For more on "online" search quality metrics and how they can be used to generate practical insights, Anna Ruggero and Ilaria Petreti gave a talk, "How to Implement Online Search Quality Evaluation with Kibana." They presented how they use Kibana to create visualizations and dashboards to compare different rankers during A/B testing to better gauge models’ projected impact on business KPIs.
Our journey highlights the importance of gradually integrating AI into search systems and addressing concrete use cases when operating at scale. While there were significant technical challenges along the way, the primary catalyst for success was choosing the right trade-offs at each stage and prioritizing collaboration across the company to ensure that the AI system aligns with the business goals. To do this, you must balance starting simple while avoiding technical debt and brittle architecture to help pave the way for each successive step forward. Start simple, seek constant feedback, and build the system piece by piece in response to real problems to demonstrate business impact, which ensures you ultimately deliver the right product.
This has been our journey integrating AI into our search system so far, and we’re just getting started. Moving forward, we are on our way to bringing more advanced AI technologies to our search system, including LLMs, vector search, and hybrid search.
There were many great talks covering LLMs, vector search, and hybrid search at this year’s Buzzwords conference.
- For an example demonstrating the use of LLMs to great effect in search, see Jo Kristian Bergum’s talk, "Boosting Ranking Performance with Minimal Supervision" which outlined how LLMs could be leveraged for synthetic labeled data generation to train in-domain ranking models with minimal human feedback.

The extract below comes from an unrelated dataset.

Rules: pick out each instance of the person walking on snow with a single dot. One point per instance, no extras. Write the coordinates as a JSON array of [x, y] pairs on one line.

- Vector Search has been gaining significant attention and has quickly become one of the most promising technologies in information retrieval. For an excellent overview of how vector search can be integrated with a classic search engine, see Atita Arora’s talk, "Vectorize Your Open Source Search Engine" where Atita demonstrated the usage of bi-encoders to project queries and documents into a latent embedding vector space for nearest neighbor-based similarity search.
- Byron Voorbach from Weaviate shared their exciting journey on both keyword and vector search in their talk, "From keyword to vector" which was a gold mine of valuable, practical tips from hard-earned lessons.
- Roman Grebennikov & Vsevolod Goloviznin gave in our opinion, one of the most simultaneously entertaining and edifying presentations of the conference, "Learning to hybrid search" which was a fantastic overview of hybrid search and demonstrated why it is likely the best choice in practice, especially in an e-commerce context.
Integrating AI into search is a complex process that requires careful planning, collaboration, and consideration. By continuing to invest in these new search technologies at a consistent pace, we are excited to continue unleashing the potential of AI to provide the best search experience for our users!